Das Modell der Herrenberger Stiftskirche, ein bedeutendes historisches Wahrzeichen, wurde kürzlich im Stadtarchiv Herrenberg restauriert und wieder ausgestellt. Dieses bemerkenswerte Kunstwerk wurde vor knapp 100 Jahren von dem renommierten Bildhauer Wilhelm Klink geschaffen. Es zeigt die Stiftskirche vor der Zerstörung ihrer Doppeltürme durch einen Blitzschlag im 18. Jahrhundert. Das Modell ist aus Holz gefertigt und steht auf einem hellgrün gefassten Sockel, versehen mit praktischen Tragegriffen.

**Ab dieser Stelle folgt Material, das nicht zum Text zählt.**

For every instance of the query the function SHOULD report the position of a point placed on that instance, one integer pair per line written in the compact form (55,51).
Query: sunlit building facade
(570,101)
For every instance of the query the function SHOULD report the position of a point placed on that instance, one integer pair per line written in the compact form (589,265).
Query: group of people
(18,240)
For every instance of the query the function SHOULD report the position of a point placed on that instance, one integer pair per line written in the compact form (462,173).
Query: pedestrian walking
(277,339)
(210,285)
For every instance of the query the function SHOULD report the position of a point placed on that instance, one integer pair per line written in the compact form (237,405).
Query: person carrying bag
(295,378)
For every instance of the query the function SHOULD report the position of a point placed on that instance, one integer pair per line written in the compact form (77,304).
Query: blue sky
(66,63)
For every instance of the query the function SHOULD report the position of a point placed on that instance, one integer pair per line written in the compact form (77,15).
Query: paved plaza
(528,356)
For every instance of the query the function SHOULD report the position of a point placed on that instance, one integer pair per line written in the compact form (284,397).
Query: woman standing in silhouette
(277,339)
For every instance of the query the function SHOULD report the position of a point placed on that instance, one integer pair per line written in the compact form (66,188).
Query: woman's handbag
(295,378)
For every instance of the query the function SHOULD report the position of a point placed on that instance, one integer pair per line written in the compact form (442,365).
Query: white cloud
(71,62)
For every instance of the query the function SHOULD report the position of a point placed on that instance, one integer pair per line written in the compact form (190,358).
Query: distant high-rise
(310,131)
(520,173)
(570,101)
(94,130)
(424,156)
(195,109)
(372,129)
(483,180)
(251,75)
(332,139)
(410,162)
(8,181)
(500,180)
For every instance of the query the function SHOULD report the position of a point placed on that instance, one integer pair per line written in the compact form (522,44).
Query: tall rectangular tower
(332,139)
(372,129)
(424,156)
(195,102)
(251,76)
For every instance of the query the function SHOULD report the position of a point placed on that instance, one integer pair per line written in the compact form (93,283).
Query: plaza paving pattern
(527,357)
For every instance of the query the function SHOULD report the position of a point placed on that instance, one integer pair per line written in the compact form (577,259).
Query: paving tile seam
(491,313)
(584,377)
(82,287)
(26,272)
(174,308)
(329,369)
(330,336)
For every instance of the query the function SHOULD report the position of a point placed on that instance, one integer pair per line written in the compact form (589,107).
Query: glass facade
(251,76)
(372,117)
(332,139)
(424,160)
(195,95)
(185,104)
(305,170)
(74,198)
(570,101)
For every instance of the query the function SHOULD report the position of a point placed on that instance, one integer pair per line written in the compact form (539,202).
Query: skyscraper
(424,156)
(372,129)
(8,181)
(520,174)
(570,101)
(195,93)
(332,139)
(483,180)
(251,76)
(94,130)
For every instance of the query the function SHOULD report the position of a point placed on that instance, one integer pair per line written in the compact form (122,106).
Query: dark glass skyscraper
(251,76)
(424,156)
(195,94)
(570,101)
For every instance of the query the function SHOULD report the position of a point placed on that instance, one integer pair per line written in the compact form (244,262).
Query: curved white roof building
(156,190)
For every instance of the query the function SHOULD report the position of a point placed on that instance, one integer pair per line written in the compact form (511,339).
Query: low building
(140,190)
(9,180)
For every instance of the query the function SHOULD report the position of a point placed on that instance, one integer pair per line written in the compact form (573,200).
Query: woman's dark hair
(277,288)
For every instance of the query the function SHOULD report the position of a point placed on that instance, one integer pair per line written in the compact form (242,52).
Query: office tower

Die Restaurierung fand ihren Anfang, als das Modell bei der Revitalisierung des Fruchtkastens wiederentdeckt wurde. Dank einer großzügigen Spendenaktion konnten insgesamt 4455 Euro gesammelt werden, unterstützt von Privatpersonen, der Bürgerstiftung und dem Schwäbischen Heimatbund. Die Restauratorin Antoaneta Ferres war für die Reinigung und Schadensbeseitigung verantwortlich und überarbeitete die Malereien des Modells.
Ein historisches Wahrzeichen
Die Stiftskirche selbst ist das Wahrzeichen der Stadt Herrenberg und wird oftmals liebevoll „Glucke“ genannt, da sie wie eine Henne über ihre Küken wacht. Sie wurde in zwei Hauptbauphasen zwischen 1276–1293 und 1471–1493 errichtet und zählt zu den ersten spätgotischen Hallenkirchen, die in Württemberg fertiggestellt wurden. Ein charakteristisches Merkmal ist der frühgotische Turm mit barocker Zwiebelhaube, das Ergebnis einer Turmerneuerung, die die ursprüngliche gotische Doppelturmfassade ersetzte.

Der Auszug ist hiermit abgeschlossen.